“Never Give Up” Is Terrible Advice

Indigo
3 min readFeb 20, 2022
Photo by Portuguese Gravity on Unsplash

I had a fair share of doom days in a startup. The sales stumbled, nobody cared about the product, and morale ran low among the workforce. Every day, the co-founders were roaring “Never ever ever give up!” They said they learned it from Elon Musk.

As the company and I kept staggering along in our respective zombie modes, all I wanted to do each day is to quit. But it’s incredibly hard to do when you have invested so much of yourself and carried a huge weight of expectations from all the stakeholders. Nobody wants to be a quitter.

If you find yourself clicking the title of this post, chances are you are thinking about giving up something you truly care about, but that thing has been giving you a hard time. Maybe it’s a job, a partnership that went south, or a complicated relationship. And, like me, you might be experiencing a mixed bag of emotions: stress, fear, anger, or even depression, as you fought tooth and nail to hold on.

Whether you should quit that thing or not is your decision. But I’m here to tell you that “never give up” is terrible advice.

It’s not quitting. It’s a trade.

We always give up something, to avoid giving up on another thing, isn’t it? You break up with a toxic partner to not give up on your mental health and a chance of life-long happiness. You quit a job to not give up on the chance of being your own boss.

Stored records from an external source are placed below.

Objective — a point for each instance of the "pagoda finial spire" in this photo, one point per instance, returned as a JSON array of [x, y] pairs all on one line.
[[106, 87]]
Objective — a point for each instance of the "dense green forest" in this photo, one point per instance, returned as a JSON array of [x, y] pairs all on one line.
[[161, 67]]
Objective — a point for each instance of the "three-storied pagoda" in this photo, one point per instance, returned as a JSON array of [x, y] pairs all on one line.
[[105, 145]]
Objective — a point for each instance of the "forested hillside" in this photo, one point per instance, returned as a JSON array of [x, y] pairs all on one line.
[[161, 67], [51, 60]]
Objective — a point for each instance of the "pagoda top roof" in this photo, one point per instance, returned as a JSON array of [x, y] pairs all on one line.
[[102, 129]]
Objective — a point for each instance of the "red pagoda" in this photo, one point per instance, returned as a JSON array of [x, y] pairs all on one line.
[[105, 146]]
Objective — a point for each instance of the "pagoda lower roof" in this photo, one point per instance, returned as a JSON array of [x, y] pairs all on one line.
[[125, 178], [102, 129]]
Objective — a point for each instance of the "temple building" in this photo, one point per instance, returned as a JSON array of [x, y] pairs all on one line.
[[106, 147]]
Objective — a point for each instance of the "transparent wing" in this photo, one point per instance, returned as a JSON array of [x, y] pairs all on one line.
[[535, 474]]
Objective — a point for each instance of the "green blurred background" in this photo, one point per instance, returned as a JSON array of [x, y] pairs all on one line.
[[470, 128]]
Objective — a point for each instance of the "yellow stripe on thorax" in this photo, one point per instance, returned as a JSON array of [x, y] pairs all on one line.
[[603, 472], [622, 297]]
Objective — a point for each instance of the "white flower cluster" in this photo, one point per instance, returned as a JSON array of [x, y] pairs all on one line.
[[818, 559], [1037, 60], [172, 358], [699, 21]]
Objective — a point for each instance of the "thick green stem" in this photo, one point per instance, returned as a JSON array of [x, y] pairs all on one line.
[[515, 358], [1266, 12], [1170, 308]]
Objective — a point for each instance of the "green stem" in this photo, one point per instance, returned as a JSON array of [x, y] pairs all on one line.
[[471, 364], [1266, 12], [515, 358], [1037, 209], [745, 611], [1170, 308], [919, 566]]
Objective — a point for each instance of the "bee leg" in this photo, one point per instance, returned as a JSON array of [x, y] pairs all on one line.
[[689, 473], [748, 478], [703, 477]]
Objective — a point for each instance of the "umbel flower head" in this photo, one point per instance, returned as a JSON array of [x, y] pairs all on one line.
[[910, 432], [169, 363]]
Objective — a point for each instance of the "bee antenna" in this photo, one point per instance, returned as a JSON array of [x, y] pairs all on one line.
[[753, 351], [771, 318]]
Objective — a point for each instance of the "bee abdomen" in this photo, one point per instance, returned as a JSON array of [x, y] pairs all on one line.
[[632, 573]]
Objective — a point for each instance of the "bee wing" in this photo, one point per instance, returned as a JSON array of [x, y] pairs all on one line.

The right question is not “Should I quit?” The right question is “What do I have to give up in order to hold on?”

The trade might be favorable, or maybe it isn’t. The purpose of the question is to offer a reframing opportunity. Quitting has nothing to do with your characters, and has everything to do with what’s on the two sides of the trade. Perhaps it will help you gain clarity about some of the biggest reasons you stay or leave.

How about “never give up” on yourself?

Most people are hesitant to quit because they fear uncertainty. If I quit my job, will my side hustle succeed? If I break up with my current partner, will I ever find love again? They rationalize that although the status quo might be bad, unknowns are always worse. Disruption of the ordinaries always leaves open a chance of failure and failure is painful.

Life is nothing but change. And the only certainty is uncertainty. Isn’t it pretty much our job as human beings to muster the strength to institute some of those changes and navigate through the consequences that might be out of our control? The day we stop influencing our outcomes is the day we die.

If you are miserable at your current situation, but you are scared that you won’t make it if you walk away, there’s a limiting belief hiding underneath the fear — “I am not good enough.” That conviction presents a much bigger problem. It’s an internal self-assessment that you don’t believe you have the inner resources or confidence to go through life changes unscattered.

Allow the “never give up” mentality to define who you are and prevent you from evolving, and you’re giving up the only thing that is truly yours: the power to control your future.

Fear is the only thing you have to lose.